Listing (Below) With Output

142 REM 8E
143 REM 8F
144 REM 90
145 REM 91
146 REM 92
147 REM 93
148 REM 94
149 REM 95
150 REM 96
151 REM 97
152 REM 98
153 REM 99
154 REM 9A
155 REM 9B
156 REM 9C
157 REM 9D
158 REM 9E
159 REM 9F
160 REM A0
161 REM A1
162 REM A2
163 REM A3
164 REM A4
165 REM A5
166 REM A6
167 REM A7
128 END 80
129 FOR 81
130 NEXT 82
131 DATA 83
132 INPUT# 84
133 INPUT 85
134 DIM 86
135 READ 87
136 LET 88
137 GOTO 89
138 RUN 8A
139 IF 8B
140 RESTORE 8C
141 GOSUB 8D
142 RETURN 8E
143 REM 8F
144 STOP 90
145 ON 91
146 WAIT 92
147 LOAD 93
148 SAVE 94
149 VERIFY 95
150 DEF 96
151 POKE 97
152 PRINT# 98
153 PRINT 99
154 CONT 9A
155 LIST 9B
156 CLR 9C
157 CMD 9D
158 SYS 9E
159 OPEN 9F
160 CLOSE A0
161 GET A1
162 NEW A2
163 TAB ( A3
164 TO A4
165 FN A5
166 SPC ( A6
167 THEN A7
168 NOT A8
169 STEP A9
170 + AA
171 - AB
172 * AC
173 / AD
174 ^ AE
175 AND AF
176 OR B0
177 > B1
178 = B2
179 < B3
180 SGN B4
181 INT B5
182 ABS B6
183 USR B7
184 FRE B8
185 POS B9
186 SQR BA
187 RND BB
188 LOG BC
189 EXP BD
190 COS BE
191 SIN BF
192 TAN C0
193 ATN C1
194 PEEK C2
195 LEN C3
196 STR$ C4
197 VAL C5
198 ASC C6
199 CHR$ C7
200 LEFT$ C8
201 RIGHT$ C9
202 MID$ CA
READY.

The program shown is loaded and run normally. It converts the REM tokens in statements 128 to 202 (PET version) to the correspondingly numbered token and terminates with a list of the tokens and their decimal and hexadecimal equivalents. Note the program will not run a second time with a simple RUN command as the first REM has been replaced with an END (try RUN 500 instead). The PET version can be listed on a printer, if available, by deleting the REM in statement 500 and properly closing the file after the program ends.

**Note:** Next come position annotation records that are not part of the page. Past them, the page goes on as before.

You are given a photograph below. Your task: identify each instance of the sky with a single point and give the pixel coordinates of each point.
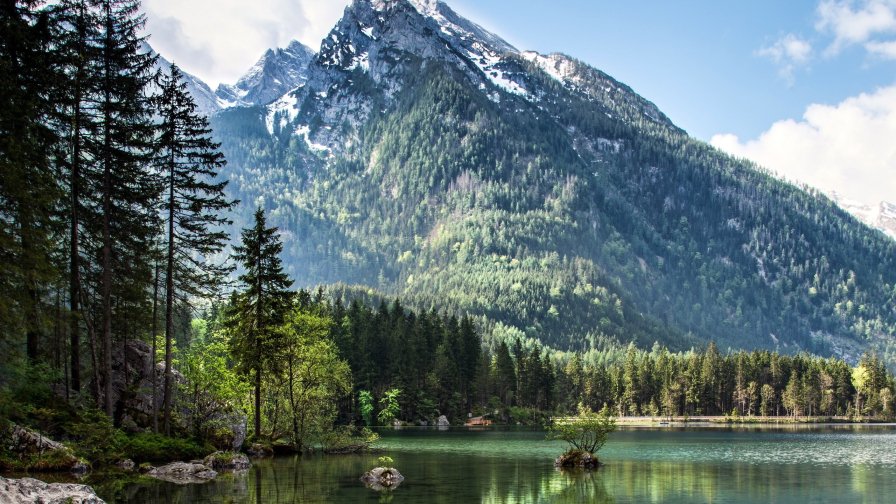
(806, 88)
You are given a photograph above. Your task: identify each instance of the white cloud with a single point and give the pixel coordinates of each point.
(218, 40)
(848, 147)
(788, 52)
(855, 22)
(885, 50)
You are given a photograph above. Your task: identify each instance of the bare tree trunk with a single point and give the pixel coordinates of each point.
(155, 318)
(169, 305)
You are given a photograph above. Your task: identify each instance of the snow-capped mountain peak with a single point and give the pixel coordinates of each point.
(881, 216)
(275, 73)
(206, 102)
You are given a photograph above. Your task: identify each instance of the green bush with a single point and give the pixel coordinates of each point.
(149, 447)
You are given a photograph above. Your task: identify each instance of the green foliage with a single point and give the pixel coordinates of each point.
(604, 224)
(314, 375)
(211, 388)
(587, 432)
(389, 406)
(149, 447)
(365, 405)
(97, 439)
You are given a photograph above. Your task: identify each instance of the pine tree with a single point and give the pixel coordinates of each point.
(188, 161)
(29, 193)
(258, 310)
(77, 51)
(127, 191)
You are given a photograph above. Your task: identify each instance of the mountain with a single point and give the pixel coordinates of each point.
(428, 158)
(881, 216)
(206, 101)
(275, 73)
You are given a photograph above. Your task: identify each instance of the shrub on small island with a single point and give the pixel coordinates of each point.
(586, 434)
(384, 477)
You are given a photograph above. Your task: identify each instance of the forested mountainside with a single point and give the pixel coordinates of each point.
(427, 158)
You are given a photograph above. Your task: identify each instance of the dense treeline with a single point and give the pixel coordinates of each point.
(111, 209)
(582, 216)
(439, 365)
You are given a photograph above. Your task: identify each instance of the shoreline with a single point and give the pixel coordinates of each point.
(759, 421)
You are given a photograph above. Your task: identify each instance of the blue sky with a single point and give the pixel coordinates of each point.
(804, 87)
(701, 62)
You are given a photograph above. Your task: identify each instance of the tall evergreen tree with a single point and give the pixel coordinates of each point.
(29, 192)
(258, 310)
(126, 188)
(188, 162)
(77, 50)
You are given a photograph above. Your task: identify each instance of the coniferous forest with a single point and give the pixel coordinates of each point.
(136, 321)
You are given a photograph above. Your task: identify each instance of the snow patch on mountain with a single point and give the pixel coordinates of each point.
(881, 216)
(489, 63)
(286, 109)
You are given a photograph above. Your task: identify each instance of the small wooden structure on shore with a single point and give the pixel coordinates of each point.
(477, 422)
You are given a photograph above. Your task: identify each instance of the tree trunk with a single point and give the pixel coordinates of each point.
(258, 402)
(169, 301)
(155, 318)
(107, 231)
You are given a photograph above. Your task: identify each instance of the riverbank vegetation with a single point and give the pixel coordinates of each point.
(123, 335)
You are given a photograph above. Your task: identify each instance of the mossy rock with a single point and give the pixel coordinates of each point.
(577, 459)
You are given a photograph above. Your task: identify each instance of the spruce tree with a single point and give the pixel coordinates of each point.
(188, 162)
(29, 193)
(76, 49)
(127, 191)
(260, 308)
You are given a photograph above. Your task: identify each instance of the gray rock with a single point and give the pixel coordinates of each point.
(259, 450)
(235, 426)
(382, 478)
(28, 443)
(30, 491)
(126, 465)
(183, 473)
(225, 461)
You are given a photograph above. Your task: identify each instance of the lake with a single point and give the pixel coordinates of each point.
(798, 464)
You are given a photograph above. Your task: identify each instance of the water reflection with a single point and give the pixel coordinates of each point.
(510, 467)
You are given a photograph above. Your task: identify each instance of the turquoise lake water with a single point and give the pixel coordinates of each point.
(797, 464)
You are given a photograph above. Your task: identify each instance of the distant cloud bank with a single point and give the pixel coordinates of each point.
(848, 147)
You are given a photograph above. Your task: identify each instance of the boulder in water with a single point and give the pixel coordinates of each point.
(227, 461)
(30, 490)
(183, 473)
(382, 478)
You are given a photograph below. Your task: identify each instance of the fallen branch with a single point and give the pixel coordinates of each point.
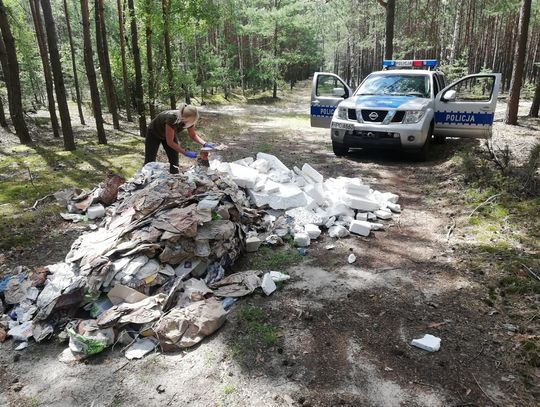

If you are using this program on another computer (KIM or SYM) the number of tokens will need to be changed. The proper value can be found by trial and error. When the number of tokens is less an error will be printed when the list in statement 550 attempts to print an invalid token. The number of the last printed token is used to correct statement 550. The REM comments will help in locating other statements which use the number of tokens and need correction. When the number of tokens is greater than the PET, more initial REMs should be added (203 and above), and the number of tokens increased appropriately until an invalid token causes an error message as above.

Whatever computer is being used the list of tokens should be kept handy as it is an invaluable aid in understanding and modifying programs written for other systems.